Exploring FME 2024.1: Cloud Native Formats and  DuckDB

Exploring FME 2024.1: Cloud Native Formats and DuckDB

With the release of FME 2024.1 FME comes with a DuckDB reader. DuckDB is an open-source in-memory, columnar SQL database management system designed for analytical workloads. This new integration includes a native DuckDB reader and the ability to submit queries to DuckDB via the SQLExecutor transformer.

Why is this neat? FME now allows you to efficiently read data from DuckDB databases and query cloud-native data formats, such as Geoparquet files on S3, without needing to store large datasets locally.

Hold on, what's a Cloud-native data format? Formats like Geoparquet and FlatGeoBuf are file formats that support partial and parallel reads, they allow all the metadata to be read in one read which means small chunks of the file can be read through HTTP range requests making them compatible with object storage like S3 or Azure Blob storage.

An excellent slide show overview created by CloudNativeGeo.org can be reached here: guide.cloudnativegeo.org

So why would I want to use a cloud-native format? There are some excellent open source data projects at the moment the Overture Maps foundation being one, the Source Cooperative another, datasets include global building footprints, transport routes and places. Some of the datasets hosted on these sites are huge, and updating frequently - you likely won't have the drive space, bandwidth or energy to keep a local copy. Instead with cloud native formats you can direcly return the records you need.
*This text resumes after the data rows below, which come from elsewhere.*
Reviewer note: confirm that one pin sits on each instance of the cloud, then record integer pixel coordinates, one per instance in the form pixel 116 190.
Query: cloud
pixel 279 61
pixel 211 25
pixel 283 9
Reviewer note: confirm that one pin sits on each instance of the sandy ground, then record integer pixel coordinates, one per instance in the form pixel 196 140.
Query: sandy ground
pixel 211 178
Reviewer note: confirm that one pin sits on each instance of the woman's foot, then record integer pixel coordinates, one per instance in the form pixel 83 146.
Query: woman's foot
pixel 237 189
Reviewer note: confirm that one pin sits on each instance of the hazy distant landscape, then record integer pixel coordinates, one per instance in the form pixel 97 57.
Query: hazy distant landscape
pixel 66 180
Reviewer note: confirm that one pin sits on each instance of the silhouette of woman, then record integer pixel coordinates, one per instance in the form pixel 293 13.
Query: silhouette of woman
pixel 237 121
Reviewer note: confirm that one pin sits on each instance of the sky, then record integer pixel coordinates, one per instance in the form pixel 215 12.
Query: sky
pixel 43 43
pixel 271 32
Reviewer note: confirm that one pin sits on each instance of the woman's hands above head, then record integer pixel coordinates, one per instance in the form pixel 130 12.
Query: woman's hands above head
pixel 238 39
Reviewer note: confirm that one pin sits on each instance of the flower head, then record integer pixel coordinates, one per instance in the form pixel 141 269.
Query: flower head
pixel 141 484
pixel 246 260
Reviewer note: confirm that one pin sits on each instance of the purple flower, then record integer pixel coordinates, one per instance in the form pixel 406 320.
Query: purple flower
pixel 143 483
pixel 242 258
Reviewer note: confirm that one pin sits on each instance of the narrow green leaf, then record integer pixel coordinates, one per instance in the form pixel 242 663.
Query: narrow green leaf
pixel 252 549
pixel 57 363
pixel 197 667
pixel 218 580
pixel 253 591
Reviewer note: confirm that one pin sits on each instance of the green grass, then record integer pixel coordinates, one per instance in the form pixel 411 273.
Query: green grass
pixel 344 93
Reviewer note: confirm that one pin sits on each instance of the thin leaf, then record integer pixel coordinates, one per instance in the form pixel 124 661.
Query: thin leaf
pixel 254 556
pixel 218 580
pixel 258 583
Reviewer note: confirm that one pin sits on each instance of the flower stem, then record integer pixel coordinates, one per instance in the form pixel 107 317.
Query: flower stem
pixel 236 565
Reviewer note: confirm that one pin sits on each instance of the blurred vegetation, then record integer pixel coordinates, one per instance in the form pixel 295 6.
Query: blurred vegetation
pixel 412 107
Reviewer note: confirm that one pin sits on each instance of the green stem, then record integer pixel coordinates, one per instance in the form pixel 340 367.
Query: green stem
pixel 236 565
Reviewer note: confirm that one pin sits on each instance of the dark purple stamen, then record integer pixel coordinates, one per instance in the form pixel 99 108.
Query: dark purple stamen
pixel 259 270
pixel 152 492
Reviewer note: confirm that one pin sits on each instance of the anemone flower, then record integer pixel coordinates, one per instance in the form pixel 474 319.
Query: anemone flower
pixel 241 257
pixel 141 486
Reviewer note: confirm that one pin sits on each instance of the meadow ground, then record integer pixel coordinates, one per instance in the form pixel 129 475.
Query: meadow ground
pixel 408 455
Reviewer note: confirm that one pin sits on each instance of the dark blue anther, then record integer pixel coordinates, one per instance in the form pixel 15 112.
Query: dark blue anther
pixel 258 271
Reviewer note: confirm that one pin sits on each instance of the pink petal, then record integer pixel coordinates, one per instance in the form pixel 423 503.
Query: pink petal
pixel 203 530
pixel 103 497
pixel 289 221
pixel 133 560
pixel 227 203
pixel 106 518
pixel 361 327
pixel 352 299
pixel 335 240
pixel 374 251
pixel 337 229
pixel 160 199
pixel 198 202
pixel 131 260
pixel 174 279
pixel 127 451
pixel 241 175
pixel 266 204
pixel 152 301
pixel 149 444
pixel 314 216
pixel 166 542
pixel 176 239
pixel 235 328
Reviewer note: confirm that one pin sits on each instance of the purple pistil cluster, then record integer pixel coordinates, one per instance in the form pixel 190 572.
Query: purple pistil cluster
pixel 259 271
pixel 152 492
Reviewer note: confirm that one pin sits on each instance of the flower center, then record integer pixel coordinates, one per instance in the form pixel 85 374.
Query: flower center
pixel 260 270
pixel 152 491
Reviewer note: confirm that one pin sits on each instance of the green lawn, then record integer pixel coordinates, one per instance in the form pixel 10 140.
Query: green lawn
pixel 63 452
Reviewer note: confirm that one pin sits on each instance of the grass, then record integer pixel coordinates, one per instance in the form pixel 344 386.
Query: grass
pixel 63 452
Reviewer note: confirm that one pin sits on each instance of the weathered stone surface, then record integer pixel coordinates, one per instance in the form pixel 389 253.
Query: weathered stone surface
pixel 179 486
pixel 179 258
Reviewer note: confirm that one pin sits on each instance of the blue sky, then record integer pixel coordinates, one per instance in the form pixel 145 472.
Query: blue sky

Example: Using data directly from the UK Power Networks Open Data Portal

Let's look at an example, this week I discovered that UK Power Networks Open Data Portal now offers data in Parquet/Geoparquet and FlatGeoBuf. I wanted to review the spatial data relating to a project we at Avineon-Tensing are supporting at UK Power Networks , the Eastern Power Network Vectorisation Project.

The data is offered in a range of formats, for this example I went with the Parquet (which as the note mentions supports the Geoparquet specification).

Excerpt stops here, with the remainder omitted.